Wednesday, 27 October 2010

Salento and Cocora

When Cath and I decided to spend a long weekend in Salento with friends Dean and Sally, we hadn't expected to be avoiding stampedes. Our visit, however, was to exceed all expectations. A small town in the Zona Cafetera, Colombia's coffee-growing region, Salento has a colourful square, but the main reason for coming is to visit the Cocora Valley, home of Colombia's national tree, the wax palm.  Tree-watching may not sound too interesting, but this is no ordinary tree.  The tallest palm tree in the world, the wax palm can grow up to 60 metres high.
The statistics don't do them justice, however, when you come face to face with one.  The spindly trunks shoot up out of the ground until reaching the palm leaves high in the sky.  Think of Sideshow Bob on steroids (ones that make you freakishly tall, but not strong) and you're close. Standing next to them, it's easy to think a storm, or even a strong push, could topple these things, but apparently they live 120 years and longer.
Back in town, it was time to relax.  Dean and I went for a pub crawl while Sal and Cath did some shopping.  Our pub crawl consisted of mostly tiendas (small shops that usually have a table or two for drinkers) and cafes, until we came to the pick of the bunch.

As far as I know, the bar didn't have a name, but it will always hold a special place in my heart. Inside it was decorated with remnants of the town's past, including pictures, farming tools, and old cowboy hats.  It's exactly how I would design a Colombian-themed pub in England, but nothing here was done for effect.
The people, though, really stick in my memory.  By the time Cath and Sally found us (there are only 2 main streets in the town) Deano had pointed out that, other than a few teenagers, the crowd was, shall we say, past their prime.

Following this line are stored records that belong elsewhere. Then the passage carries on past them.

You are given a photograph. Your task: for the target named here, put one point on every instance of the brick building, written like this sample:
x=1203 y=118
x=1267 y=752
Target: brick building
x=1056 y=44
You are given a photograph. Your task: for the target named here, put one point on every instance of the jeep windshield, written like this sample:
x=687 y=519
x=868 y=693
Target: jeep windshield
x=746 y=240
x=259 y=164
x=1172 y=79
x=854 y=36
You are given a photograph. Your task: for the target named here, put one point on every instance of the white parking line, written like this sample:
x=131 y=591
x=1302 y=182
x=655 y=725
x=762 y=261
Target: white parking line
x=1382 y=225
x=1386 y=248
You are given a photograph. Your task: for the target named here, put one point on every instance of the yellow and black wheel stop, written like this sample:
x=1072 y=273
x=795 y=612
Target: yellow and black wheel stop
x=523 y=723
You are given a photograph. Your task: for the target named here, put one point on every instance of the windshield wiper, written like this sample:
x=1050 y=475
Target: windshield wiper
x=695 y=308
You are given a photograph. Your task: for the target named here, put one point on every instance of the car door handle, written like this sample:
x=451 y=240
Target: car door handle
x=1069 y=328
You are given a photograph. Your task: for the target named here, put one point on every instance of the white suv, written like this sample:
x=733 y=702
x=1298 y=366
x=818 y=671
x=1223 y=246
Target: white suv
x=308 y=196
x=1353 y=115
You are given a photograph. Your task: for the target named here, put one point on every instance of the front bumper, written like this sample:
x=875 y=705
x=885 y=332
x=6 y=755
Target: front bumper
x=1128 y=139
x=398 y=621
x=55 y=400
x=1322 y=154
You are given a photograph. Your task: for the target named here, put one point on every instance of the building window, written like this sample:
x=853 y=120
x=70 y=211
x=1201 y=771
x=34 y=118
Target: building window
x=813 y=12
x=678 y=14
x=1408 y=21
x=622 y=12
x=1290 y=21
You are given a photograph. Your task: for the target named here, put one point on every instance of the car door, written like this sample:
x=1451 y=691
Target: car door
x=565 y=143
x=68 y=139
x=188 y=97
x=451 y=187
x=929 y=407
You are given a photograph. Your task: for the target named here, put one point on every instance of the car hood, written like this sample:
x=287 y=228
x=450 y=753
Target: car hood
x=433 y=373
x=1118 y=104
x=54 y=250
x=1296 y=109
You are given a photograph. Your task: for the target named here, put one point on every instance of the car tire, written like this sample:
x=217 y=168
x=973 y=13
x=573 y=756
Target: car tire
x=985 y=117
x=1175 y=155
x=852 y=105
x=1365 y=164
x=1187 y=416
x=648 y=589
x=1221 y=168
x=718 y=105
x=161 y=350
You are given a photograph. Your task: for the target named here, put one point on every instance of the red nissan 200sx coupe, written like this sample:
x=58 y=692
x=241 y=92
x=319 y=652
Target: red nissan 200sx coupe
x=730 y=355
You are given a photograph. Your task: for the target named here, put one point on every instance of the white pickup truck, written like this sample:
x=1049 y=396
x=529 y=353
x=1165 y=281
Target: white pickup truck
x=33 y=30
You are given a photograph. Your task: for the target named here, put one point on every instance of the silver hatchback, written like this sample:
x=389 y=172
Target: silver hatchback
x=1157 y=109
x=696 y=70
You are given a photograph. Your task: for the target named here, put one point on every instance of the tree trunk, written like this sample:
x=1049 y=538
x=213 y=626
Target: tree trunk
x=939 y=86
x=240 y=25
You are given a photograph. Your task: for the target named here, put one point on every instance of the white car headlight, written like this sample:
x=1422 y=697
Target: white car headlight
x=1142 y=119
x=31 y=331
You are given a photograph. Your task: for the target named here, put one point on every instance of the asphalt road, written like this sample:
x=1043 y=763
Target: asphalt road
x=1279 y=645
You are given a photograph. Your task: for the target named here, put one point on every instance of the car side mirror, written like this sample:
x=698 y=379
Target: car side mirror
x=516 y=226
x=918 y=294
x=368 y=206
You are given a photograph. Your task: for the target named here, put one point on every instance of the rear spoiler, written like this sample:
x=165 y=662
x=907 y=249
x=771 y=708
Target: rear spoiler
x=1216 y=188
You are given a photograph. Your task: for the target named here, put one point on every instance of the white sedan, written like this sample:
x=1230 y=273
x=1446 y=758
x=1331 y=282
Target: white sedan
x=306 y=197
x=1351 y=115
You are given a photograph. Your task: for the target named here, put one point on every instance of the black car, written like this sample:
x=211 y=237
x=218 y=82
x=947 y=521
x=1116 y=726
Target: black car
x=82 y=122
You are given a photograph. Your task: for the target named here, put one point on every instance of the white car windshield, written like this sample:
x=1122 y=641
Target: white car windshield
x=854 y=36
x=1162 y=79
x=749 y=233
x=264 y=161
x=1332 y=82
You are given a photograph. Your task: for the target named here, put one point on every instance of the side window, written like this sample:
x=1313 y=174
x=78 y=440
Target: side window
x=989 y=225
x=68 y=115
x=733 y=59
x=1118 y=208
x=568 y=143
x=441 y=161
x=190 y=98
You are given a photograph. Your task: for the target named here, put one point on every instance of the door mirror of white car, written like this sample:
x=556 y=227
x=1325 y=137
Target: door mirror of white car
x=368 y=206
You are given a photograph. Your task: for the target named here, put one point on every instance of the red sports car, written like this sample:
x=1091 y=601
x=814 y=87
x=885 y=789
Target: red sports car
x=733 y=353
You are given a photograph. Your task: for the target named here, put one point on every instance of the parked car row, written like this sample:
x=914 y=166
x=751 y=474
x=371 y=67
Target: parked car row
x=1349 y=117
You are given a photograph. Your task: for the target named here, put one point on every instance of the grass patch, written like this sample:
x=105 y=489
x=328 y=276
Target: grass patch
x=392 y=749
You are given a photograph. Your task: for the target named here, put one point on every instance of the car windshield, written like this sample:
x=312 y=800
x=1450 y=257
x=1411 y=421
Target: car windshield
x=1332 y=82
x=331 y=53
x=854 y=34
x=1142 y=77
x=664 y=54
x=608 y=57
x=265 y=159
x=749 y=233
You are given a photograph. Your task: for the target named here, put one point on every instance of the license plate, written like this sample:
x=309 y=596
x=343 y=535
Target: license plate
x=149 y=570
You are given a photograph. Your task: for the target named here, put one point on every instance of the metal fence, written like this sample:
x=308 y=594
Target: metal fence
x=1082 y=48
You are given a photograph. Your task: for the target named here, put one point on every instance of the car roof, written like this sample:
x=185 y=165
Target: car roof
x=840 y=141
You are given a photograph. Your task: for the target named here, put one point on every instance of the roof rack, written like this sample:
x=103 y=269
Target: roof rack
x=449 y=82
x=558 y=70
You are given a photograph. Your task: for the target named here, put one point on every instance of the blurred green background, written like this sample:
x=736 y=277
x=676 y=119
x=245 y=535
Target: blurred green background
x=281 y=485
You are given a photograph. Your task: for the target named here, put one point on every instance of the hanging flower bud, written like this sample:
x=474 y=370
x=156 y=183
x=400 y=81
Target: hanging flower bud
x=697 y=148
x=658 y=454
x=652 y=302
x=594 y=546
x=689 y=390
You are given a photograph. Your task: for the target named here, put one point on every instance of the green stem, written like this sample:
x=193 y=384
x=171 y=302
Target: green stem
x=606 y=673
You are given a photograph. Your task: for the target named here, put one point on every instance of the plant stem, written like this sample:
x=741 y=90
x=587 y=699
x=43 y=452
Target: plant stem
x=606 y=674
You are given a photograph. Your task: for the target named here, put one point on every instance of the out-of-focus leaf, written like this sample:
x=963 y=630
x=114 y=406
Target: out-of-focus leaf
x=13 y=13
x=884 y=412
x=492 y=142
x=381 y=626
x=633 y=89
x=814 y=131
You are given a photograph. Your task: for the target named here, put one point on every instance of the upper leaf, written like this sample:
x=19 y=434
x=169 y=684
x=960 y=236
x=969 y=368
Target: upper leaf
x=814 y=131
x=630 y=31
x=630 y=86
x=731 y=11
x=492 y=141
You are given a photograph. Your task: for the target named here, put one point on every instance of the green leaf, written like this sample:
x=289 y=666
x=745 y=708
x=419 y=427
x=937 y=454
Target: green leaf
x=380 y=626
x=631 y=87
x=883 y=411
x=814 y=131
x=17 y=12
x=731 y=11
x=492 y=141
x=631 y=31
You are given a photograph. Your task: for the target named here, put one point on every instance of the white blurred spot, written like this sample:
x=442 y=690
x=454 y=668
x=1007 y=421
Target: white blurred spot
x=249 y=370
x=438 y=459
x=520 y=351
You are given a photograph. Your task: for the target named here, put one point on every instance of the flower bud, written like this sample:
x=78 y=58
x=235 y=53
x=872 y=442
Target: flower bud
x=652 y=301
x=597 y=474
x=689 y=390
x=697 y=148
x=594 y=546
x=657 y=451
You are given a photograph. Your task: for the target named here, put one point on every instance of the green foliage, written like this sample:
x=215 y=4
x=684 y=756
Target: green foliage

One old cowboy in particular had a face so wrinkled and leathery, it was easy to believe he had fought with Bolivar.  He earned the nickname Death, Dean and I figuring anyone this old still drinking and smoking like he was had made some pact with the devil. When a septuagenarian walked in, we imagined Death becoming annoyed by the increasingly youthful crowd. 
Later in the evening, festivities kicked off in an unexpected fashion. After some commotion outside, most of the patrons gathered outside the bar's door.  It soon became apparent this might not be the safest place to congregate.  Running down the street, heading to the town square, were dozens of horses, being ridden by reckless (and in some cases, obviously drunk) cowboys.  As the steeds and their charged past, everybody pressed themselves against the wall.  Despite a few daredevils (as inebriated as the riders, no doubt) running across the street, nobody was hurt, and soon the crowd trickled into the bar to resume their drinking.


We asked a few people what the occasion was, but either we couldn't understand the Spanish well enough or they weren't quite sure themselves, because we never got a satisfactory explanation.  It was typical of a Colombian weekend.  We had come expecting beautiful scenery and a bit of relaxation, which we got, but we left having experienced a unique (if unexplained) part of the local culture.